Another potential reason for the inadequate calibration is the differences in level of disease severity between our database and the development databases of the mortality prediction systems [50]. Statistically derived prediction models like the APACHE systems are calibrated to the overall outcome prevalence in the development sample. Although APACHE II and III have been shown to work well in cirrhotic patients with a high severity of illness admitted to ICUs [3438], it is a well known fact that the mortality prediction models performance usually deteriorates when models are applied to different population samples (i.e. less sick patients) [51]. In studies conducted in cirrhotic patients admitted to ICU, cutoff values for APACHE II have ranged from 17 (AUC O.69; ICU mortality rate 52%) to 22 (AUC 0.79; ICU mortality rate 36%, hospital mortality 46%) [34, 37], while those reported for APACHE III have ranged from 75 (AUC 0.78; ICU mortality rate 43%, hospital mortality 57%) to 80 (AUC 0.75) [34, 35]. In our series, APACHE II scores equal or greater than 17 and 22, and APACHE III scores equal or greater than 75 and 80 were recorded in only 25 (12.5%), 5 (2.5%), 11 (5.5%) and 8 (4 %) patients respectively, thus emphasizing the much lower level of disease severity in our patients. It should be also recognized that the wide 95% CI of our AUCs (Table 2) suggests sample size problem, especially when only 23 patients died.

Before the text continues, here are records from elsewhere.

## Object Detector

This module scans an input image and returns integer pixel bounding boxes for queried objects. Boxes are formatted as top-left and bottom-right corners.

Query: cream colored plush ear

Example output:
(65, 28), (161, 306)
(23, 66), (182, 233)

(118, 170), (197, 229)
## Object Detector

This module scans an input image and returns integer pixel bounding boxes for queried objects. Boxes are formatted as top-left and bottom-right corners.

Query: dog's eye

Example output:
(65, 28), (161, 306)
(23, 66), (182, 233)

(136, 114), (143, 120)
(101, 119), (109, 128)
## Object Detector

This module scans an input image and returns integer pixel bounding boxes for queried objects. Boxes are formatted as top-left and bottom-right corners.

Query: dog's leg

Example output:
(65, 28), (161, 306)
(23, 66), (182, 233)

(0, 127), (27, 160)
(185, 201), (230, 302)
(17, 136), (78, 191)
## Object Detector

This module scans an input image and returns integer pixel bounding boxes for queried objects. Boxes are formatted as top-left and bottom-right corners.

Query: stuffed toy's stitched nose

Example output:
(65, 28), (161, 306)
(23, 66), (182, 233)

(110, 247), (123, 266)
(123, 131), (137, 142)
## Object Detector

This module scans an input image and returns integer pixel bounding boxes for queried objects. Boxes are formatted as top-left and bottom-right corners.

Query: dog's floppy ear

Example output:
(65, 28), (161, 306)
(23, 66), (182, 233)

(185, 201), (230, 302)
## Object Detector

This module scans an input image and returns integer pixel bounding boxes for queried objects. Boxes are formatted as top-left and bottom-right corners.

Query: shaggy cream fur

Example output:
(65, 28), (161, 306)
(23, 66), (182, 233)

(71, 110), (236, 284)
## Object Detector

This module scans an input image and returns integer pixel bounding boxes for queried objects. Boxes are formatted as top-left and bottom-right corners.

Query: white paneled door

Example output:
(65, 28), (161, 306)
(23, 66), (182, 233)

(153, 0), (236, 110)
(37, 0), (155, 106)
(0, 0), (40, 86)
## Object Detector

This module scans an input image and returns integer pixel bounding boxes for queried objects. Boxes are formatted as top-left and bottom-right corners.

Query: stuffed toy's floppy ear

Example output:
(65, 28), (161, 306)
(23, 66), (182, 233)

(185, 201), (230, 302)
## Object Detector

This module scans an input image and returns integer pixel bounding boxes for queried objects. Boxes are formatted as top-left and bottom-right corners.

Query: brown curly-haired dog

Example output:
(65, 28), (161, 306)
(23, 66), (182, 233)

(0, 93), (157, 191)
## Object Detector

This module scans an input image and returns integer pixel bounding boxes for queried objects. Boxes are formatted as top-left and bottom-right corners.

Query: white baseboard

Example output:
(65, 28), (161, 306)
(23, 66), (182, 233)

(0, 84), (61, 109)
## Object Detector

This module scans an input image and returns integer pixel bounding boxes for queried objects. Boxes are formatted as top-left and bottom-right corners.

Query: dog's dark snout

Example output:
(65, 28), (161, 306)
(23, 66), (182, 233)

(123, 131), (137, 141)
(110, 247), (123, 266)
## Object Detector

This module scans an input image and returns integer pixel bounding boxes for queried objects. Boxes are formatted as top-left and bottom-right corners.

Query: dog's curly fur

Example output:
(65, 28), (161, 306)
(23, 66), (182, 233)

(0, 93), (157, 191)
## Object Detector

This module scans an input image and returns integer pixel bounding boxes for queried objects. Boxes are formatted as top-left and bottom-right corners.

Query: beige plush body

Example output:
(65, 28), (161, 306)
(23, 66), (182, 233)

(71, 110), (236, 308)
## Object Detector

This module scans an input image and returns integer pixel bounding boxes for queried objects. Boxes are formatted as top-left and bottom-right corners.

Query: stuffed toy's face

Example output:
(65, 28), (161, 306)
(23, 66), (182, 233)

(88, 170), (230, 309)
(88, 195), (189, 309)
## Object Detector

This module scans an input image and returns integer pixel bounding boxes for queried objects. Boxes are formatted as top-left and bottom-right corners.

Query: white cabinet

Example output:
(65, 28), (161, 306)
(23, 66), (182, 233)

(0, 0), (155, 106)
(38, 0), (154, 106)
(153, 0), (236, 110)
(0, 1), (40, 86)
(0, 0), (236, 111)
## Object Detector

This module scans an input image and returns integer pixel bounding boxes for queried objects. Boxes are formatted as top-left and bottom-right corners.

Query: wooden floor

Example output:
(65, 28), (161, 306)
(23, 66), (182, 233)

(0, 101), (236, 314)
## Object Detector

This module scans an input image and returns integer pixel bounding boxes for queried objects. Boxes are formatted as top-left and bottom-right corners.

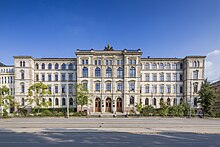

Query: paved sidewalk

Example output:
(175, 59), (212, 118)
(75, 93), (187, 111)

(0, 117), (220, 134)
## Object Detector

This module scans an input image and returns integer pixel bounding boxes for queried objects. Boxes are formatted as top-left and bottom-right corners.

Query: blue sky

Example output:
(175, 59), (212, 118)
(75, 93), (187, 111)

(0, 0), (220, 80)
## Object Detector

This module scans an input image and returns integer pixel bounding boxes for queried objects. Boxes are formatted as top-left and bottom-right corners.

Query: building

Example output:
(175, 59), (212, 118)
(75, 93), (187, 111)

(210, 81), (220, 112)
(0, 45), (205, 113)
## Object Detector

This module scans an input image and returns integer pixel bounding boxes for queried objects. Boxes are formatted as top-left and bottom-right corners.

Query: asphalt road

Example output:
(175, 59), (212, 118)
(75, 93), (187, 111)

(0, 133), (220, 147)
(0, 117), (220, 134)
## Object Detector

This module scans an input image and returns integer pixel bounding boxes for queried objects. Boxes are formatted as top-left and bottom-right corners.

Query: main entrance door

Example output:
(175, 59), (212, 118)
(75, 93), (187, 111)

(95, 98), (101, 112)
(117, 98), (122, 112)
(105, 98), (112, 112)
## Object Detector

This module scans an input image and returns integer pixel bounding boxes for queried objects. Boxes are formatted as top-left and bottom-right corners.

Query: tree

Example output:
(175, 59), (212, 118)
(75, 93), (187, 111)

(75, 84), (92, 113)
(26, 82), (51, 113)
(198, 79), (216, 116)
(0, 86), (13, 116)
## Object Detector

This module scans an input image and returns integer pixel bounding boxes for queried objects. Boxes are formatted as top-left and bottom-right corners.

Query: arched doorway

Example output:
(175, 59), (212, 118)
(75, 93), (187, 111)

(117, 98), (122, 112)
(105, 98), (112, 112)
(95, 98), (101, 112)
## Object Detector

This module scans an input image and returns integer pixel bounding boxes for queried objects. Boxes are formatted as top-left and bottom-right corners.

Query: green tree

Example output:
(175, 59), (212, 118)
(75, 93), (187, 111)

(0, 86), (13, 116)
(26, 82), (51, 113)
(75, 84), (92, 113)
(198, 79), (216, 116)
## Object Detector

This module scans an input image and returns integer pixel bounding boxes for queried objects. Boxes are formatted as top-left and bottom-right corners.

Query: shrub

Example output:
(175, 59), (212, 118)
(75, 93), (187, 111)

(142, 106), (155, 116)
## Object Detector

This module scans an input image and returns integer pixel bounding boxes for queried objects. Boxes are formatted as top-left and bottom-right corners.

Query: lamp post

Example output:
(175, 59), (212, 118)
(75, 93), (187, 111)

(66, 77), (69, 118)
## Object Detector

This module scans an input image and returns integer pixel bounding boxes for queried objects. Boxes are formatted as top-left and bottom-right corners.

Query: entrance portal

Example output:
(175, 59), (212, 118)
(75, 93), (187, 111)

(116, 98), (122, 112)
(105, 98), (112, 112)
(95, 98), (101, 112)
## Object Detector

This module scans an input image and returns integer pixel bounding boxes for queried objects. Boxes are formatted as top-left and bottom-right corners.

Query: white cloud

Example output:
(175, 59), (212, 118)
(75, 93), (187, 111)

(205, 50), (220, 81)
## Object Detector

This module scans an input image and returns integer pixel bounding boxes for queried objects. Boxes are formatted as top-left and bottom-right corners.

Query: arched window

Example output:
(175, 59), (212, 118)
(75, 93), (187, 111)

(152, 63), (157, 69)
(49, 98), (52, 106)
(82, 67), (88, 77)
(130, 96), (134, 105)
(48, 63), (52, 69)
(68, 63), (73, 70)
(55, 63), (59, 69)
(166, 63), (171, 69)
(41, 63), (45, 69)
(21, 98), (25, 106)
(153, 98), (157, 106)
(130, 67), (136, 77)
(35, 63), (39, 69)
(95, 67), (101, 78)
(62, 63), (66, 70)
(117, 67), (123, 78)
(159, 63), (163, 69)
(145, 98), (149, 105)
(145, 63), (150, 69)
(106, 67), (112, 77)
(62, 98), (66, 106)
(173, 98), (177, 105)
(194, 98), (197, 107)
(55, 98), (59, 106)
(167, 98), (170, 105)
(70, 98), (73, 106)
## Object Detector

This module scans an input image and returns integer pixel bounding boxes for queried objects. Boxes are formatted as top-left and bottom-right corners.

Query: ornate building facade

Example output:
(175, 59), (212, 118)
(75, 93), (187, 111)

(0, 46), (205, 113)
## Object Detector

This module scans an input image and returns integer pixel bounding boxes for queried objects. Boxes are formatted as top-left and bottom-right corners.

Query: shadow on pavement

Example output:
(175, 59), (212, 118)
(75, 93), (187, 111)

(0, 129), (220, 147)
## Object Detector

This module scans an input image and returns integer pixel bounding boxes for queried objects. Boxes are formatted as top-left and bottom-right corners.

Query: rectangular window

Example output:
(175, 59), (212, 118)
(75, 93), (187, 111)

(153, 73), (157, 82)
(134, 60), (136, 65)
(55, 74), (59, 81)
(167, 73), (171, 81)
(129, 82), (135, 91)
(117, 83), (123, 91)
(83, 83), (88, 90)
(61, 74), (66, 81)
(180, 86), (183, 93)
(69, 73), (73, 81)
(62, 85), (66, 93)
(160, 85), (164, 93)
(173, 85), (176, 93)
(173, 73), (177, 81)
(48, 85), (52, 92)
(42, 74), (45, 82)
(95, 83), (100, 91)
(36, 74), (39, 81)
(153, 85), (157, 93)
(180, 74), (183, 81)
(106, 83), (111, 91)
(21, 85), (24, 93)
(145, 85), (150, 93)
(48, 74), (52, 81)
(55, 86), (58, 93)
(145, 74), (150, 82)
(167, 85), (171, 93)
(68, 85), (73, 94)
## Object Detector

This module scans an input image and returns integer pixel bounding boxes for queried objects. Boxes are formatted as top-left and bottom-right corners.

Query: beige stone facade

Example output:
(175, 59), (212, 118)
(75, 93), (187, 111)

(0, 46), (205, 113)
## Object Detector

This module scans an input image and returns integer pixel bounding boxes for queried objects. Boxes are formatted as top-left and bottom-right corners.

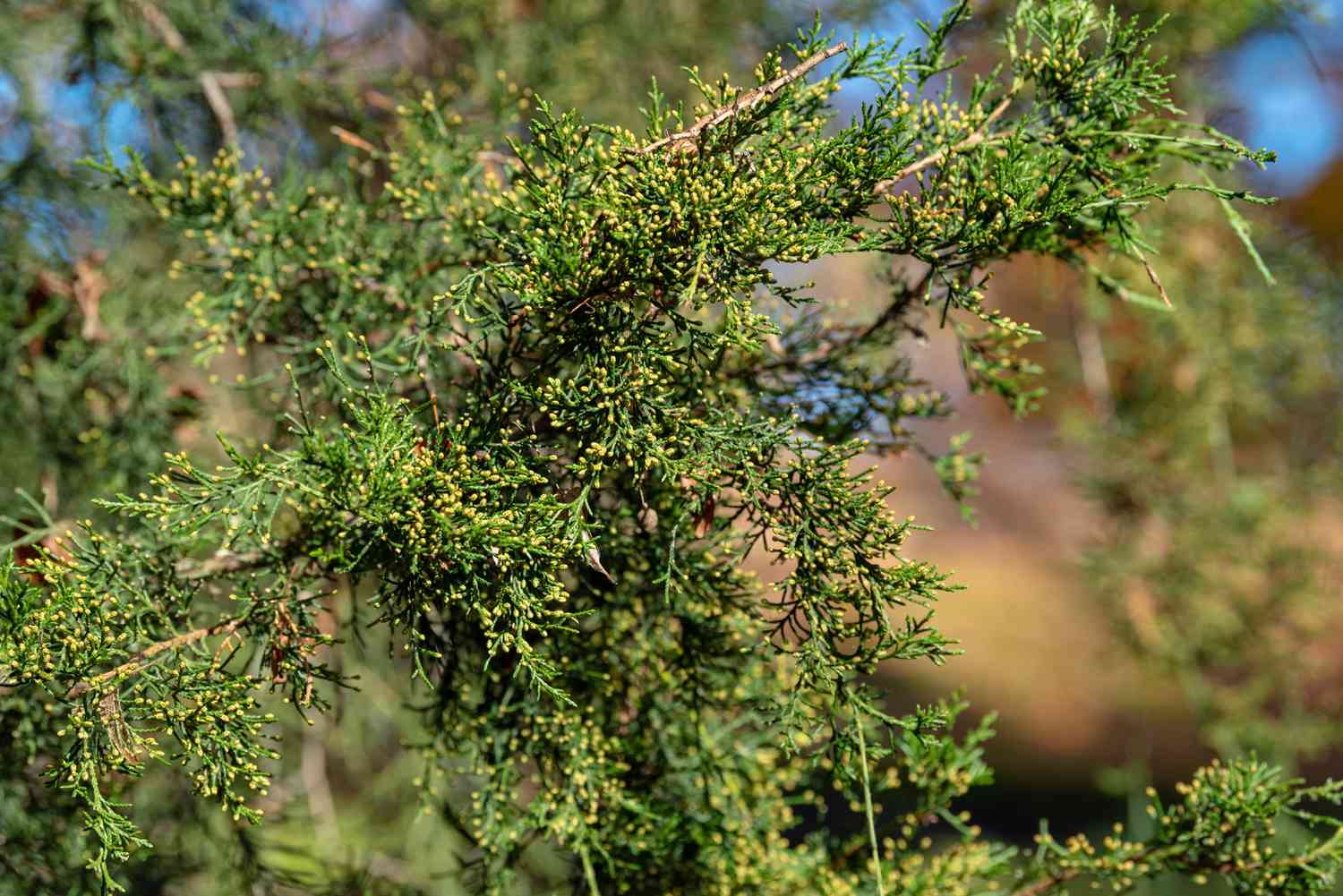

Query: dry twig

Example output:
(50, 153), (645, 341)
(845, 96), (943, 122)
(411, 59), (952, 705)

Potential limitations of our study should also be mentioned. Our study was performed in an academic referral hospital; therefore our results may not be applicable to institutions with different patient populations. Because mathematical equations for APACHE III have not been published and for APACHE II this equation is available only for admission, these equations have not been used to calculate the relative risk of death. In agreement with other studies [34, 35, 37, 39, 40], we wanted to test the accuracy of single-score values. Patients admitted to a medical ICU during the first 24 hours of their presentation were excluded from our study, thus resulting in a mortality rate of only 11.5%. It could be stated that the rational of excluding these patients weakens our study, since sicker patients at presentation are more likely to die. However, physiological data included in APACHE III score are recorded 3-hourly during the first 24 hours of admission and the worst value at this time interval is taking into account to calculate the total score [33]. Furthermore, we aimed to define within a 24 hour interval patients not sick enough to be admitted in a medical ICU, but who are likely not to benefit from the standard therapy and for whom a more intensive monitoring and treatment might be tried.

Conclusions

In conclusion, we cannot recommend the use of APACHE II and III scores in non-ICU patients. The present study showed that the discrimination power of CPS AUC and APACHE III AUC was excellent, while that of APACHE II AUC was acceptable. Although the Hosmer-Lemeshow statistic revealed adequate goodness-of-fit for CPS, this was not the case for APACHE II and III scores. Our results indicate that between the three scores, CPS had the least statistically significant discrepancy between predicted and observed mortality across the strata of increasing predicting mortality. This supports the hypothesis that APACHE scores do not work accurately outside ICU settings.